Recently, though, that 75 percent commitment has drifted down to closer to 50 percent. And my pants have gotten a little tighter. Not awesome. So, this summer I am going primal. 100 percent. (Well, I’m going to allow some deviations for Sunday lunches when my kids like to go out for fun food. If I’m 100 percent awesome six days a week, I won’t feel bad about a weekly Sunday lunch splurge.)

This means my meals will consist of real foods – meat, vegetables, fruits, nuts and good fats like olive oil and coconut oil. Hunter-gatherer food. I will avoid grains and vegetable oils (they’re bad) and added sugar* and processed, packaged food in general.

I’ve scheduled my annual physical with my doctor for August 15, two months from now. There’s nothing quite like a publicly announced deadline to focus my attention.

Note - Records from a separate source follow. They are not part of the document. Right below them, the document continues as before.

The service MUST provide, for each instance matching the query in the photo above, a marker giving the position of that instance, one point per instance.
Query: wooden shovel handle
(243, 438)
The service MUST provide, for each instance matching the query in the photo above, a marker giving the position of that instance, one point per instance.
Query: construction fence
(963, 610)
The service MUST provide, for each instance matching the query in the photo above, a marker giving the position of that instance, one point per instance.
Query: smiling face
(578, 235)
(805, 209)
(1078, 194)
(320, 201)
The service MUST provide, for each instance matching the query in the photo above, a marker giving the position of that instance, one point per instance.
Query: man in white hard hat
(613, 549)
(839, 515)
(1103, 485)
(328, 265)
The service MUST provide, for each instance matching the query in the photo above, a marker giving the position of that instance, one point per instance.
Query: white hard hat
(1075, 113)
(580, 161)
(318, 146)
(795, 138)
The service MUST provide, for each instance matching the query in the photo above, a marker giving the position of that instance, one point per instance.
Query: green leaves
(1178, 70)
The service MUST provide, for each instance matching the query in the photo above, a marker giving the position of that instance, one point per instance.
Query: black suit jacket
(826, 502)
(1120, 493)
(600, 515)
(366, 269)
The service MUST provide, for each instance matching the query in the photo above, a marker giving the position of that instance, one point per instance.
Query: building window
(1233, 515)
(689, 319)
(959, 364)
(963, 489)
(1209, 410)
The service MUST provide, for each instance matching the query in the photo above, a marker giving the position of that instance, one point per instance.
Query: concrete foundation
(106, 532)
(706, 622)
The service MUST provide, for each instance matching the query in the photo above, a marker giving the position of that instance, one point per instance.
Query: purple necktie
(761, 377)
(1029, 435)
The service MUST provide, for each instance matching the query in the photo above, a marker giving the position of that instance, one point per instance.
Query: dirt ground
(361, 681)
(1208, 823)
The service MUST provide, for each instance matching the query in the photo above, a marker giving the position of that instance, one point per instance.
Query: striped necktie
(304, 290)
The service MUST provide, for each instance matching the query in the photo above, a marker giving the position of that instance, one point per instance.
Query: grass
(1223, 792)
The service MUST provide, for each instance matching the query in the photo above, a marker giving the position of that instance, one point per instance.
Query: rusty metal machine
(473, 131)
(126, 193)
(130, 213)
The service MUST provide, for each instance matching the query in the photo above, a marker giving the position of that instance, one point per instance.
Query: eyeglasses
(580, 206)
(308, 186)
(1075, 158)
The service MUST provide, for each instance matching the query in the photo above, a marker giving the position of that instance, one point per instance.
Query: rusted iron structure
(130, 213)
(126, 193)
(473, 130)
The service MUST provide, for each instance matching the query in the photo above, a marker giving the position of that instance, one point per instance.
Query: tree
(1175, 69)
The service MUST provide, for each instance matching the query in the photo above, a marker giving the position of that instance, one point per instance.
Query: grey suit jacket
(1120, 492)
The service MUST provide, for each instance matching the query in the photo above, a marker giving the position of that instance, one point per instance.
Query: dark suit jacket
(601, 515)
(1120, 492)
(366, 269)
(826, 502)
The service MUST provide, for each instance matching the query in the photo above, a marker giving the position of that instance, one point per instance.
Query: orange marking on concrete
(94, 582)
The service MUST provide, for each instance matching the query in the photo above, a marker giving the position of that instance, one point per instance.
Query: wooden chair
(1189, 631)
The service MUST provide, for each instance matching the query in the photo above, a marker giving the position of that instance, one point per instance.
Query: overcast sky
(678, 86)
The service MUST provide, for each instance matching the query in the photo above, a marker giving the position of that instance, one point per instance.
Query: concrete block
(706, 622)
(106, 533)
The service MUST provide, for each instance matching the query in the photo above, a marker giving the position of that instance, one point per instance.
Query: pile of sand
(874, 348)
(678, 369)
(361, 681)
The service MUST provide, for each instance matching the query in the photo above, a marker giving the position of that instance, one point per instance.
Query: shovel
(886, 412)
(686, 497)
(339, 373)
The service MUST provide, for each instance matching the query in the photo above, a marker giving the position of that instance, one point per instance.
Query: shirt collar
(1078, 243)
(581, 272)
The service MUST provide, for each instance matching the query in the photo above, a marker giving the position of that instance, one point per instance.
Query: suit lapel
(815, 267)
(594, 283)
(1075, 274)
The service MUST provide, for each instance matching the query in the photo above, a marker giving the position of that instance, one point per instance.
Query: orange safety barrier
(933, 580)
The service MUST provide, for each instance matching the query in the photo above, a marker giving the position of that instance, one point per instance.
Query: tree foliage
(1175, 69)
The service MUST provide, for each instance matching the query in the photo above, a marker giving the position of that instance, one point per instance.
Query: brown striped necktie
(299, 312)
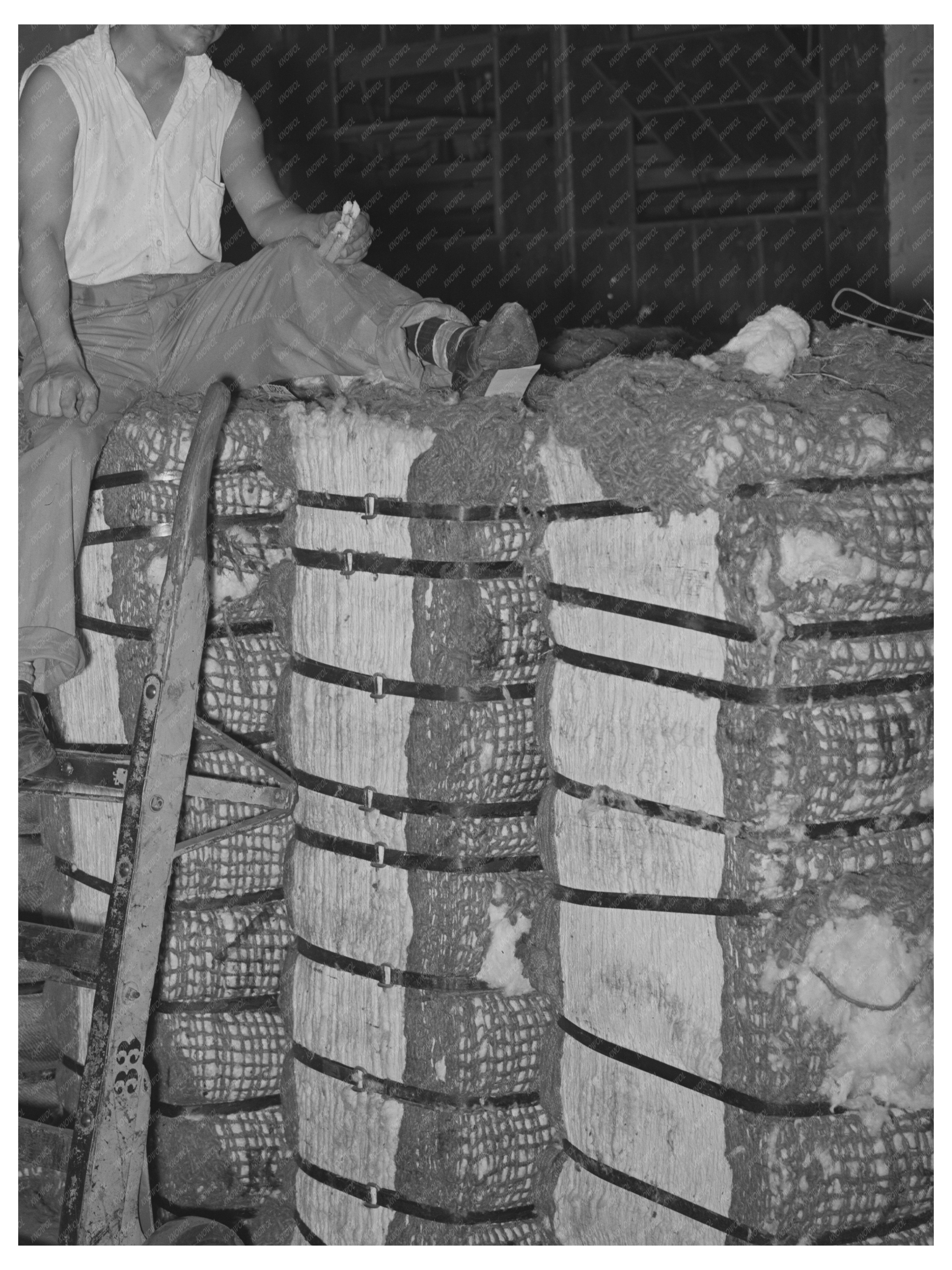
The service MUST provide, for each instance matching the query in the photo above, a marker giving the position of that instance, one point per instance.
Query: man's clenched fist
(317, 228)
(65, 392)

Interestingly, I was worried after my first year of primal eating that my doctor would not approve of my new lifestyle, even with the weight loss, if my cholesterol was crazy. I was eating eggs for breakfast every morning and plenty of meat and butter each week. Conventional wisdom says that stuff will kill you. However, at the first physical after my primal transformation my good cholesterol was better than it had ever been. My doctor let me know that total cholesterol is not a helpful number. The HDL/LDL ratio is what’s important, and my new way of eating had now put me into the lowest risk category for heart disease. Saturated fat for the win!

Good health is everything if you don’t have it. Your health is easy to take for granted, especially when you’re young and bulletproof. All else in life – relationships, work, play – are diminished, though, when your health is diminished.

I have control over what I put in my mouth. I get to decide to be healthy, to act and think like a vigorous, strong, healthy human, just like our ancestors. I’m going to use my primal summer to reestablish good eating habits, get moving and get outside more often, and be a more fully authentic, better version of myself by the time the season begins to wane.

*Sugar is poison. Tasty, tasty poison.